Звонок будильника. Пятнадцать минут прошло. Замести щепки, смыть с себя пот и усталость. И сразу же потом нужно бежать на уроки… А жаль. Станислава быстро демонтирует помехи. Деревянная колода и сабля, завернутая в платье, прячутся в шкафчике. Ключ в карман и бегом под душ. Преподавательница забегает в раздевалку для девушек. Три девицы сидят в уголке, списывают домашнее задание. Стася выгоняет их и запирает дверь на шпингалет.
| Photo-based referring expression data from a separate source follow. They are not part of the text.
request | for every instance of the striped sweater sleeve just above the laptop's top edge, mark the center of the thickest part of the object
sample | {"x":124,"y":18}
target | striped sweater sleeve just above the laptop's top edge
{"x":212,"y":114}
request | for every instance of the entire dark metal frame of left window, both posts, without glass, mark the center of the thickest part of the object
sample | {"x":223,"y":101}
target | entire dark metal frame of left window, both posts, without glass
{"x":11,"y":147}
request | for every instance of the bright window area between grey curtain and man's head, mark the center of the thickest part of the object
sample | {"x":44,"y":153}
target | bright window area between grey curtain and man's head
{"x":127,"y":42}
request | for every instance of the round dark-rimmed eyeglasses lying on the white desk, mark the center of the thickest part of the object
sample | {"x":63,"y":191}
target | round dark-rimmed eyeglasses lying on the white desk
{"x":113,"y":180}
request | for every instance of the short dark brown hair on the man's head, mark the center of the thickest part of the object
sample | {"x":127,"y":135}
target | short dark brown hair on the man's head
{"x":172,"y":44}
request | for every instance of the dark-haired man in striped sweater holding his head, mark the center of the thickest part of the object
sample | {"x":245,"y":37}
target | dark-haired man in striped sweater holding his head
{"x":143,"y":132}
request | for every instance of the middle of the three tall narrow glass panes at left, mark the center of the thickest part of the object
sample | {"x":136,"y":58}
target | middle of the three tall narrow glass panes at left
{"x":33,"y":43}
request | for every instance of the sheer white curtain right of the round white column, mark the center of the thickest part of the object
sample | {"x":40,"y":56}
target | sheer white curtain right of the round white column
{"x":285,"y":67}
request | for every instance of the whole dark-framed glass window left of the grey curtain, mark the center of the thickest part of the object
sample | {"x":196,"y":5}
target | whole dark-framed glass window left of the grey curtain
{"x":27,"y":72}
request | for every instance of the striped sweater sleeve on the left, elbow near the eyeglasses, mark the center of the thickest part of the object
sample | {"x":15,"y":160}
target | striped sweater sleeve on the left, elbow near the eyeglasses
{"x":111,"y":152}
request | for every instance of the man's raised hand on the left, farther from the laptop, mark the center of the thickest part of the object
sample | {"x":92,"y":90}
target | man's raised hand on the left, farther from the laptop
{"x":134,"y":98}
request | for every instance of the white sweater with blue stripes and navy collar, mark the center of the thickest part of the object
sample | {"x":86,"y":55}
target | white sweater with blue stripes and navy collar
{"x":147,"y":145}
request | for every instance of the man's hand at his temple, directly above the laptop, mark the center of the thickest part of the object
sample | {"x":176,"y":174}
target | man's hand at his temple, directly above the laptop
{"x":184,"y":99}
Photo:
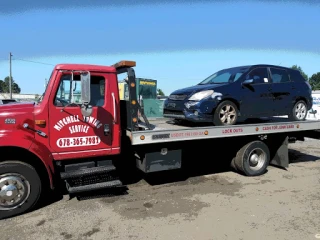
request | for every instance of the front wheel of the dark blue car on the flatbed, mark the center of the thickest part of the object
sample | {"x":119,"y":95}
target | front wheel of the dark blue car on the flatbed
{"x":225,"y":109}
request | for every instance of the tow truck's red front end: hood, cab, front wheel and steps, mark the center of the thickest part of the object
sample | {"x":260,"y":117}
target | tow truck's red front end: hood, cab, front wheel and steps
{"x":76,"y":119}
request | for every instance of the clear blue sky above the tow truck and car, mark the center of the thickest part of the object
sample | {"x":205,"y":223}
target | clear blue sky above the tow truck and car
{"x":178,"y":44}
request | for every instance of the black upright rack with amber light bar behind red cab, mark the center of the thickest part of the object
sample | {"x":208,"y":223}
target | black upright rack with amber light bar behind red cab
{"x":133,"y":107}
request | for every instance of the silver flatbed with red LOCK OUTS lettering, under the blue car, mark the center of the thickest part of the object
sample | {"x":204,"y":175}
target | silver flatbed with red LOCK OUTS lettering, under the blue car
{"x":166,"y":130}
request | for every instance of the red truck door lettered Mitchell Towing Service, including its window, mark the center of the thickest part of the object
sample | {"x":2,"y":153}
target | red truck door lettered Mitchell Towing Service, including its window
{"x":71,"y":133}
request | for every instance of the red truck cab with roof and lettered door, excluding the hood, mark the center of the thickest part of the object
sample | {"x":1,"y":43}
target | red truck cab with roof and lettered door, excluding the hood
{"x":79,"y":112}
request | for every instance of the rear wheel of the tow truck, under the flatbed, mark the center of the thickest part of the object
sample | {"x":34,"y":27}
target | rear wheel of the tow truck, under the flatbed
{"x":253,"y":159}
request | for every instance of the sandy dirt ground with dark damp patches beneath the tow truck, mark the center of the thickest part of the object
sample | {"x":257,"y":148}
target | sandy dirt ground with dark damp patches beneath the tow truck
{"x":282,"y":204}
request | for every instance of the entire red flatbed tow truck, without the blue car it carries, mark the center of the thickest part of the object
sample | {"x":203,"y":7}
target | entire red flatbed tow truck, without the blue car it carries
{"x":81,"y":135}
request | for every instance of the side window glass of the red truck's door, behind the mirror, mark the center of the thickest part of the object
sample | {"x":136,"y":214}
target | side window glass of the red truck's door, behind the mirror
{"x":63,"y":96}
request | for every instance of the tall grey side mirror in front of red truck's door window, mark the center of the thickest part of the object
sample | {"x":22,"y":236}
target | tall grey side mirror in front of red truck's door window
{"x":86,"y":109}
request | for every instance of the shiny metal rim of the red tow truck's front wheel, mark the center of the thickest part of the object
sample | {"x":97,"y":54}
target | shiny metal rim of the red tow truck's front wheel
{"x":14,"y":191}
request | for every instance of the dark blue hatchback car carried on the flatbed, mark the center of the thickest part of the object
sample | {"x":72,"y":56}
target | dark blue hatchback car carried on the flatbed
{"x":240,"y":93}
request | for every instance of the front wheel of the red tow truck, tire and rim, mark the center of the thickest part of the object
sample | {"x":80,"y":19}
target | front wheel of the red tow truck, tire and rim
{"x":20,"y":188}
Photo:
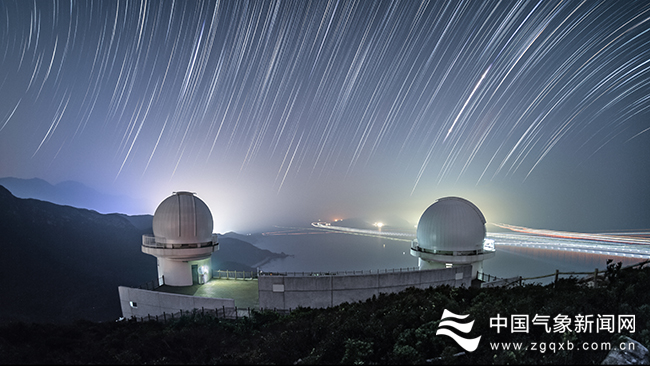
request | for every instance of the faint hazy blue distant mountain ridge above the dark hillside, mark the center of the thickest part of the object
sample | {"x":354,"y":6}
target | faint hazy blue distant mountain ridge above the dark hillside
{"x":74,"y":194}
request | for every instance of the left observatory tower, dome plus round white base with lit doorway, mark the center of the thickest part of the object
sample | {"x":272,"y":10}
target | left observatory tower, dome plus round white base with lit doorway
{"x":182,"y":240}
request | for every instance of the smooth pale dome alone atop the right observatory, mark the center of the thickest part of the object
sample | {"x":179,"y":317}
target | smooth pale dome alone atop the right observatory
{"x":451,"y":224}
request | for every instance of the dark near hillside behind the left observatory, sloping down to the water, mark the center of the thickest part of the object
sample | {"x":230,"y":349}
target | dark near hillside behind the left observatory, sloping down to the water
{"x":61,"y":263}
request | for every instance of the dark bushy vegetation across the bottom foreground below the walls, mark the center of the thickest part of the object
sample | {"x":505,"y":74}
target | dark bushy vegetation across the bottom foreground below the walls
{"x":391,"y":329}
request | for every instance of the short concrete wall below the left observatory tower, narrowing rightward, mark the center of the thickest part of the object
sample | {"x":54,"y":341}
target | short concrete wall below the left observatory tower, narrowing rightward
{"x":140,"y":303}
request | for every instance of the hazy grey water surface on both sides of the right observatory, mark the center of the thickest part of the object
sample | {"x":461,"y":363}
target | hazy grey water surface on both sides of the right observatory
{"x":329,"y":251}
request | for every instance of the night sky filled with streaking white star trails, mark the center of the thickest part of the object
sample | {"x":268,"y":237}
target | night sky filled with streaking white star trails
{"x":277,"y":112}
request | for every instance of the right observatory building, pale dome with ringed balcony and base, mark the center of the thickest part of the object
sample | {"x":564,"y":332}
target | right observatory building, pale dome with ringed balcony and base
{"x":451,"y":232}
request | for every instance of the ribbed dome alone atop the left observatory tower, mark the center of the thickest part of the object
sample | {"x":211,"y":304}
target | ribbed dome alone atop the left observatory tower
{"x":182,"y":218}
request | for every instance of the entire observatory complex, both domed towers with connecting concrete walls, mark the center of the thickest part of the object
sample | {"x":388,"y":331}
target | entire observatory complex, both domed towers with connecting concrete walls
{"x":450,"y":247}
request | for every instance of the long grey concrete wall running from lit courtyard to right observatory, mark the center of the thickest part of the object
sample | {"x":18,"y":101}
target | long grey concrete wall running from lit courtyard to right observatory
{"x":285,"y":292}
В душевой темно, сгорела последняя лампочка. Но расположение помещений известно ей довольно хорошо. Хватит и того света, что попадает из раздевалки. Нужно только подложить что-то под двери, чтобы не захлопнулись. С полотенцем на плече девушка ныряет в сырой полумрак. В воздухе висит липкий пар. Волосы высохнуть не успеют, впрочем, особого значения это и не имеет. Сейчас тепло, сами высохнут.

43

Венгерско-польская легкая кавалерийская сабля, которая была первой используемой столь широко саблей в Польше, распространилась и сделалась популярной вместе с восхождением на трон Речипосполитой короля-воина Стефана Батория (Батори) (1533–1586). Эта сабля является переходной формой от меча к классической сабле. — Прим. перевод.